I'd suggest starting with something like 4 hours of light in the morning and 4 hours of light in the evening. Observe plant and algae growth and adjust from there. If no algae is growing and plants aren't showing progress within a week then add an hour of light. Remember that it's easier to slowly add light (more time on) to improve plant growth than it is to have too much light and deal with an algae bloom.


----------



## mayankRyan (Nov 9, 2017)

thanks WRX, Fury ,Would get some more ada if its still cheap and plant the vals once they arrive here 
BTW Does elodea needs to be planted or can i just leave it floating ?

Bump: thanx Carson, I am already doing around 60% water changes every 3rd day and yes the betta and snails are inside tank and the only thing I have noticed is that the snails shell have become less shiny and more kind jagged or rough (To sort this I added egg shells to provide them with CaCo3). Its been a month since i had added ada so i believe it has leached out as much as possible . And my light are in the visible spectrum i.e 6500K and I am trying out the lights like on for 4 hours and then off for 3 hours during noon.
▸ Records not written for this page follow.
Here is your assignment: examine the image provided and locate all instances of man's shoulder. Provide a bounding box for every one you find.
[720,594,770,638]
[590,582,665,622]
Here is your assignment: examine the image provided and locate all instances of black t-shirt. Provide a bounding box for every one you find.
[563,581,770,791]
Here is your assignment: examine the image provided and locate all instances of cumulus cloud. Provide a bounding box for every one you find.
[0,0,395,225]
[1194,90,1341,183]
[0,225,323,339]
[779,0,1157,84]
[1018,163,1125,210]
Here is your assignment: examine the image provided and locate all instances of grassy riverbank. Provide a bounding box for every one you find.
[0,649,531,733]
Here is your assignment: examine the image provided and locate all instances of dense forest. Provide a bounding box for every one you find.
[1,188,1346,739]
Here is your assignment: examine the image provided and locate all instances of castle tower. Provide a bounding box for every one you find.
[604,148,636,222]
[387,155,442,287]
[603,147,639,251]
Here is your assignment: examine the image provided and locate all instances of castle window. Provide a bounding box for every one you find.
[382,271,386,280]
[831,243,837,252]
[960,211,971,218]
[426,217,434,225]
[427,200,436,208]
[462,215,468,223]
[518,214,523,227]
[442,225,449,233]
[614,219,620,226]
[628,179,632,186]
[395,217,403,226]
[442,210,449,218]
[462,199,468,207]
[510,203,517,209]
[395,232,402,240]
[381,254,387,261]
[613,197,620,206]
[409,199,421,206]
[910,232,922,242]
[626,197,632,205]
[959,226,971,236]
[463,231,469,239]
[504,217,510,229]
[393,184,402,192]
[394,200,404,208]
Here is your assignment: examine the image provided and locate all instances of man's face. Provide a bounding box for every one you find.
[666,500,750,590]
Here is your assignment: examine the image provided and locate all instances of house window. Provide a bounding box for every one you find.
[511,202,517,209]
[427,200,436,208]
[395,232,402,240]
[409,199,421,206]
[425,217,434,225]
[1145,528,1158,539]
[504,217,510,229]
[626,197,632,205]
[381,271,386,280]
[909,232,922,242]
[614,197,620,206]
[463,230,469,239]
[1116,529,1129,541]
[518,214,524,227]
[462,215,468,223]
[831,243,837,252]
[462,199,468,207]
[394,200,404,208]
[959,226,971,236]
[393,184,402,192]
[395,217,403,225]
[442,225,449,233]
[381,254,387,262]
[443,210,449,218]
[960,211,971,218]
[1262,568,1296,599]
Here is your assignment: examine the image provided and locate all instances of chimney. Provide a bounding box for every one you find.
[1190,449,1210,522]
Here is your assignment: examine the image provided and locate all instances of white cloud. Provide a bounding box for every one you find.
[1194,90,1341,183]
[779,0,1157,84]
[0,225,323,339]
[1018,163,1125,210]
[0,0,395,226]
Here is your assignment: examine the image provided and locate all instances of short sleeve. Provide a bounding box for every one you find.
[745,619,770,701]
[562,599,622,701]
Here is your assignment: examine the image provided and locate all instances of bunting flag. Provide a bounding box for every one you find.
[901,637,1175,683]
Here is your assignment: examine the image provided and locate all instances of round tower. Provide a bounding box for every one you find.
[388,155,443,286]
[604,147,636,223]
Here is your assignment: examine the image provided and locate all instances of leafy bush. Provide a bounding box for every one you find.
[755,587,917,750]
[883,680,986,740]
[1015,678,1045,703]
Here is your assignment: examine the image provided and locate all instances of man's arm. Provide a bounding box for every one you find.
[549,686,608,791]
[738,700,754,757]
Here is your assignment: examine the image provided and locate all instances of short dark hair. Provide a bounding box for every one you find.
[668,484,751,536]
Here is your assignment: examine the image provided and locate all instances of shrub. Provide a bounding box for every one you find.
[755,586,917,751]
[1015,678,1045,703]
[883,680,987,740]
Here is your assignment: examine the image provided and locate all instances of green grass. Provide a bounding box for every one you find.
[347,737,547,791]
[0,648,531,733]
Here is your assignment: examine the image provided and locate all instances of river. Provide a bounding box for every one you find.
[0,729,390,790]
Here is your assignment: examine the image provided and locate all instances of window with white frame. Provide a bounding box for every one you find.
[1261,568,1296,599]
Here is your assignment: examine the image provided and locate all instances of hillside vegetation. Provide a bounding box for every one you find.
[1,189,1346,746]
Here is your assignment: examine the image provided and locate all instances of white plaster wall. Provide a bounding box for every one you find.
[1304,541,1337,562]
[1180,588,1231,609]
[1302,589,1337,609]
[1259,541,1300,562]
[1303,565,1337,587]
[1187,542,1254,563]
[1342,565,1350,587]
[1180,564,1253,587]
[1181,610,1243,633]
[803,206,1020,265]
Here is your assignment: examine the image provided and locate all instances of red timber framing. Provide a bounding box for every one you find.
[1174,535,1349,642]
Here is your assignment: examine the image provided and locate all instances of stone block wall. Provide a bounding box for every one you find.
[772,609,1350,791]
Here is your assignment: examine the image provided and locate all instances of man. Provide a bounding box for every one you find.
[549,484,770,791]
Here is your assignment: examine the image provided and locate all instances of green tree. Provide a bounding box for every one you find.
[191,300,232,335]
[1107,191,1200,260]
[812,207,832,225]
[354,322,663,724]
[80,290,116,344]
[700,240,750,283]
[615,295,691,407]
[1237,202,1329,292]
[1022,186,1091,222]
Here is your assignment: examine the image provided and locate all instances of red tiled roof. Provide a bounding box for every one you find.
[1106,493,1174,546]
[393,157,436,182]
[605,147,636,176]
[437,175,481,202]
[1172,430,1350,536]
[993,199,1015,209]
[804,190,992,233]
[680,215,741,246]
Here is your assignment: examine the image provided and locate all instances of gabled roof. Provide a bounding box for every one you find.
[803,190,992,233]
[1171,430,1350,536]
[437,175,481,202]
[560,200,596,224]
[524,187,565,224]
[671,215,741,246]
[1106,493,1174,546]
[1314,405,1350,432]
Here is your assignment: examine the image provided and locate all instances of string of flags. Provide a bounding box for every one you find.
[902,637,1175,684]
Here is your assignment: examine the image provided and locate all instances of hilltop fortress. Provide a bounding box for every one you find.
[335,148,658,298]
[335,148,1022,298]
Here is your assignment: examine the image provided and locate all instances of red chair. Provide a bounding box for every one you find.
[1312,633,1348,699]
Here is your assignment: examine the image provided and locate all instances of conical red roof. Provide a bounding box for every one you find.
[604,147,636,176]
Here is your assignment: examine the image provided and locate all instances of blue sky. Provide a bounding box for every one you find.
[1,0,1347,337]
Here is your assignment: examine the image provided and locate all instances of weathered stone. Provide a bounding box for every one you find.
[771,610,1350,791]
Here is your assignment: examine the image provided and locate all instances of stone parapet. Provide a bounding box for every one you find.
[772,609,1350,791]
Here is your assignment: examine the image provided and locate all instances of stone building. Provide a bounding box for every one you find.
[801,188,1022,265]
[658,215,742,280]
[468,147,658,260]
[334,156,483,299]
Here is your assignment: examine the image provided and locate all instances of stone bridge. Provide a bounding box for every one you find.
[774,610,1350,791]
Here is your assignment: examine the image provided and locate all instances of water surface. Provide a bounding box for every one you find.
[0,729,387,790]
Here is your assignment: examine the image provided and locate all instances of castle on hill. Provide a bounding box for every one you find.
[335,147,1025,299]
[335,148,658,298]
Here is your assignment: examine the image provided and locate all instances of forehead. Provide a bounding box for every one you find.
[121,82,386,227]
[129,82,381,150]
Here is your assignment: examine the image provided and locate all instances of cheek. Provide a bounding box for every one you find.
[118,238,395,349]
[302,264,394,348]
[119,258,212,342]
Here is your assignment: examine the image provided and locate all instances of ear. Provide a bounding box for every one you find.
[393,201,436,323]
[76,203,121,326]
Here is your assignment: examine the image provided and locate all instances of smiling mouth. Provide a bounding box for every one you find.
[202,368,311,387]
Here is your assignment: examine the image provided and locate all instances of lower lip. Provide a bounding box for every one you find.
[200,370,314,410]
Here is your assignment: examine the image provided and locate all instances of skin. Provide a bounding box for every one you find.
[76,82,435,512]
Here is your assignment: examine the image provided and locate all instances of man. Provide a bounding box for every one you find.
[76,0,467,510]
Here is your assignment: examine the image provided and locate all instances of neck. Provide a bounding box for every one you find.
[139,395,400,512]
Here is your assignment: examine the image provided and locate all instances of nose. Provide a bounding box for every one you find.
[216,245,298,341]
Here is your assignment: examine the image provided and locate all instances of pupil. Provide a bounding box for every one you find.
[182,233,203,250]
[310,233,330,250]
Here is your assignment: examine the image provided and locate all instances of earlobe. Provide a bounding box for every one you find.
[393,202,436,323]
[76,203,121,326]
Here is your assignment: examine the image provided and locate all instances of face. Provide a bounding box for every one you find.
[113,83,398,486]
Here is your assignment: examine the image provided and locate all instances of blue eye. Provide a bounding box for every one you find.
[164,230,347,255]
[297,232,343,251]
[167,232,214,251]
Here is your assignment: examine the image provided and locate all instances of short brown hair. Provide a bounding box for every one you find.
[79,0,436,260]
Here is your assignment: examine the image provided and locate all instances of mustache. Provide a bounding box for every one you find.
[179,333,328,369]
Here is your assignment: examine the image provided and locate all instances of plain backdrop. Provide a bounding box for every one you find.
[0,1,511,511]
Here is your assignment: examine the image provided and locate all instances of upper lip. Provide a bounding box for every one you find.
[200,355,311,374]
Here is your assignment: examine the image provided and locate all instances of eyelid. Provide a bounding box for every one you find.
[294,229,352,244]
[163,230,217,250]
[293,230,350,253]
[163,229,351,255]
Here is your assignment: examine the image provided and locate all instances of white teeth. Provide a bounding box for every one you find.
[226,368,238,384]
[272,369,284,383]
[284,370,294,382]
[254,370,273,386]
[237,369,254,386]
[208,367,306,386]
As of now i dont have any plants but would get it after weekend so i believe all of this should be enough for them


----------



## Carson Albright (Apr 1, 2010)

If the ada has been in there for a month, I'm going to assume your tank has started it's cycling process, I'd check ammonia/nitrite levels, but I bet you can probably stop the 60% water changes every 3 days if they are 0. 

Elodea can grow either planted or floating, you may prefer the looks of planted, but it'll do fine either.


----------